Wieder ein Blatt weniger

„Abendzeitung“ aus München geht in die Insolvenz

Seit 2001 machte sie 70 Millionen Euro Verlust – und keine Besserung in Sicht: Die Münchener „Abendzeitung“ hat Insolvenzantrag gestellt. 110 Mitarbeiter sind betroffen, der Insolvenzverwalter gibt sich optimistisch.

Das weitere Erscheinen des Blattes ist nach Angaben der Geschäftsführung zunächst gesichert. dpa - picture-alliance

Das weitere Erscheinen des Blattes ist nach Angaben der Geschäftsführung zunächst gesichert.

MünchenDie traditionsreiche Münchner „Abendzeitung“ kämpft ums Überleben. Am Mittwoch stellte das Blatt beim Amtsgericht München Insolvenzantrag, wie der Verlag in München mitteilte. Die Familie Friedmann als Eigentümerin sehe sich nicht mehr in der Lage, weitere Mittel zur Verfügung zu stellen.

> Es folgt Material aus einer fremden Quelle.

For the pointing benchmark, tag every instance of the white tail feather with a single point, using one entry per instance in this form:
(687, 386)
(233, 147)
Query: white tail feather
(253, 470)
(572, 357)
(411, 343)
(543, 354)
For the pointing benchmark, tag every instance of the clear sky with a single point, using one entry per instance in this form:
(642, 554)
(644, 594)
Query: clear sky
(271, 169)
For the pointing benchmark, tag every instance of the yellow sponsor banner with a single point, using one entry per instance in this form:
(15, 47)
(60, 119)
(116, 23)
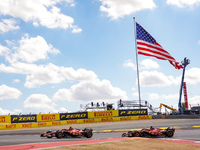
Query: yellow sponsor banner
(68, 122)
(103, 114)
(144, 117)
(48, 117)
(5, 119)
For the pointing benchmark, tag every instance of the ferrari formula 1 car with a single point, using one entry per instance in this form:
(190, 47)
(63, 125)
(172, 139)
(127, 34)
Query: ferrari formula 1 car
(151, 132)
(71, 132)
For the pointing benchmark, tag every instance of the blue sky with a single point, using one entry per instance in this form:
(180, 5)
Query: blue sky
(58, 54)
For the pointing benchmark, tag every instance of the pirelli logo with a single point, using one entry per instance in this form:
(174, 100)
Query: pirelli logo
(23, 118)
(48, 117)
(70, 116)
(42, 124)
(2, 119)
(56, 123)
(103, 114)
(89, 120)
(71, 121)
(106, 119)
(11, 126)
(27, 125)
(133, 112)
(125, 118)
(143, 117)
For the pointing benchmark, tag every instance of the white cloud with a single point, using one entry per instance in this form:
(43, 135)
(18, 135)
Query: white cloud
(30, 49)
(16, 81)
(184, 3)
(42, 102)
(4, 50)
(154, 78)
(37, 75)
(91, 90)
(7, 92)
(39, 101)
(40, 12)
(145, 64)
(76, 30)
(149, 64)
(129, 63)
(119, 8)
(8, 25)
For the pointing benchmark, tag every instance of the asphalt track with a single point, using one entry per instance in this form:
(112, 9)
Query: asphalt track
(186, 129)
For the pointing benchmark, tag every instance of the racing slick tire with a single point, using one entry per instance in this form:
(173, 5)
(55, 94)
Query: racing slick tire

„Die Gesellschafter und alle Mitarbeiterinnen und Mitarbeiter der 'Abendzeitung' hoffen, dass im Insolvenzverfahren ein Investor gefunden werden kann, damit der traditionsreiche Titel weiter erscheinen kann“, hieß es weiter. 110 Mitarbeiter sind betroffen, davon rund 50 in der Redaktion. Die AZ hatte in den 80er Jahren Pate gestanden für die erfolgreiche TV-Serie „Kir Royal - Aus dem Leben eines Klatschreporters“.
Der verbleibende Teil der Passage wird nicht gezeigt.